Ich bin Musikerin und begeisterte Hundebloggerin.

2 Kommentare zu „Hausmusik – gibt es sie noch?

  1. Ich wurde in eine musikalische Familie geboren, meine Eltern lernten sich im Kirchenchor kennen, beide spielten Klavier und gaben auch Unterricht. Mein Vater hat viele Jahre lang Tanzmusik gemacht, um das Familienbudjet aufzubessern. Ich wollte nicht Klavier spielen und wünschte mir Geigenunterricht, den ich auch bekam. Irgendwann habe ich mir eine Gitarre zugelegt, später habe ich dann noch das Klavierspiel erlernt. Hausmusik haben wir immer gemacht und machen sie auch heute noch. Meine Kinder sind beide musikalisch, der Sohn hat leider kein Instrument richtig erlernt, meine Tochter spielt Kalvier und gemeinsam spielen wir Flötenduette. Bei uns ist also immer etwas los in musikalischer Richtung.
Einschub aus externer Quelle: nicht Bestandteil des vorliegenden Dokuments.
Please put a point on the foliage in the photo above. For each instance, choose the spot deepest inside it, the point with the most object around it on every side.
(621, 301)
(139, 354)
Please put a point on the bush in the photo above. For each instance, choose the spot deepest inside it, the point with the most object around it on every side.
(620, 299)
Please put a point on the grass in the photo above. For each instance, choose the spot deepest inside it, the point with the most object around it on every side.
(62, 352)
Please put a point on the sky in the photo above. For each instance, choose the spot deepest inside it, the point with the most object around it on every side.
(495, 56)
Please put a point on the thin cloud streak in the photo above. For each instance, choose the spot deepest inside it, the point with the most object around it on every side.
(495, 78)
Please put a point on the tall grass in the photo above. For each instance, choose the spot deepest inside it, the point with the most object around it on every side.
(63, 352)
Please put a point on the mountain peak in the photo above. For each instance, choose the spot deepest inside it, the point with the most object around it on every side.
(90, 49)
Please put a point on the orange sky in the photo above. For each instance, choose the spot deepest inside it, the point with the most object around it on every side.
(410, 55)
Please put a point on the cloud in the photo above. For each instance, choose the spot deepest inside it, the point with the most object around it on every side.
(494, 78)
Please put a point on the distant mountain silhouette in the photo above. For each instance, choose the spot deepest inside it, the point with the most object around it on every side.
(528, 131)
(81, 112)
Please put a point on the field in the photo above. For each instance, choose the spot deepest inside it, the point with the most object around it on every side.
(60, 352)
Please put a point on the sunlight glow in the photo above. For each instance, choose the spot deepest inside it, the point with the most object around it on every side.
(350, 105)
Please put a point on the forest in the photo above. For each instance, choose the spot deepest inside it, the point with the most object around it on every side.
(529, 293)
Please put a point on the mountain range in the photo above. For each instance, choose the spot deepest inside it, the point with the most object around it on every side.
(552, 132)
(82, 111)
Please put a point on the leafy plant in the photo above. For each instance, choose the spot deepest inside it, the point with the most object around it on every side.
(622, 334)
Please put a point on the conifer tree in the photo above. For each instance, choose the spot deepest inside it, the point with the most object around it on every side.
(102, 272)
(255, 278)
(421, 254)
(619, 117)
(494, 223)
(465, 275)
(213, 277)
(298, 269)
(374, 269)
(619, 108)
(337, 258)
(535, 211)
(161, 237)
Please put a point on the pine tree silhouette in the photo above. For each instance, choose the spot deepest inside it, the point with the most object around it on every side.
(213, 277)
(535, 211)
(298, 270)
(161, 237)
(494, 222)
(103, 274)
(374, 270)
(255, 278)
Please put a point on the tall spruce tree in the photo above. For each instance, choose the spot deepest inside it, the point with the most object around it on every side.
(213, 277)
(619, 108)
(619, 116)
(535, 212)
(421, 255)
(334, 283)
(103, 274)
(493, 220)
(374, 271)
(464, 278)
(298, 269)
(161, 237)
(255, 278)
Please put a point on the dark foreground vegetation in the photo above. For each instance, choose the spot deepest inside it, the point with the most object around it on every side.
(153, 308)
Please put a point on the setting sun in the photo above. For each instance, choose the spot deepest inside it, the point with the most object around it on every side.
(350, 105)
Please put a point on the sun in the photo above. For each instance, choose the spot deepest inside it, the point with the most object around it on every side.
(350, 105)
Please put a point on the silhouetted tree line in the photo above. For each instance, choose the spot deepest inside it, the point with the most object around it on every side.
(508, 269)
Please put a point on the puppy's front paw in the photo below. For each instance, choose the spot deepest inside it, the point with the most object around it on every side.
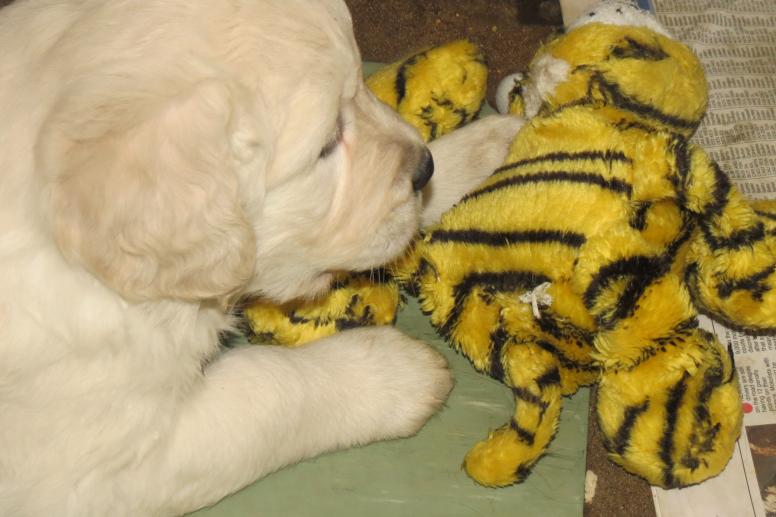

Heute gebe ich meinem Enkel (8) Gitarrenunterricht und gerade in der letzten Woche hatte er seinen ersten Auftritt in der Schule, einer musikalischen Grundschule. Ich war megastolz auf ihn und dachte mir: Alles richtig gemacht!
    LG Regina

    1. Liebe Regina,
      wow, also bei Euch lebt die Musik in den eigenen 4 Wänden, das ist toll! Ich wünsche Euch weiterhin so viel Freude am gemeinsamen musizieren! Danke für Deinen schönen Kommentar.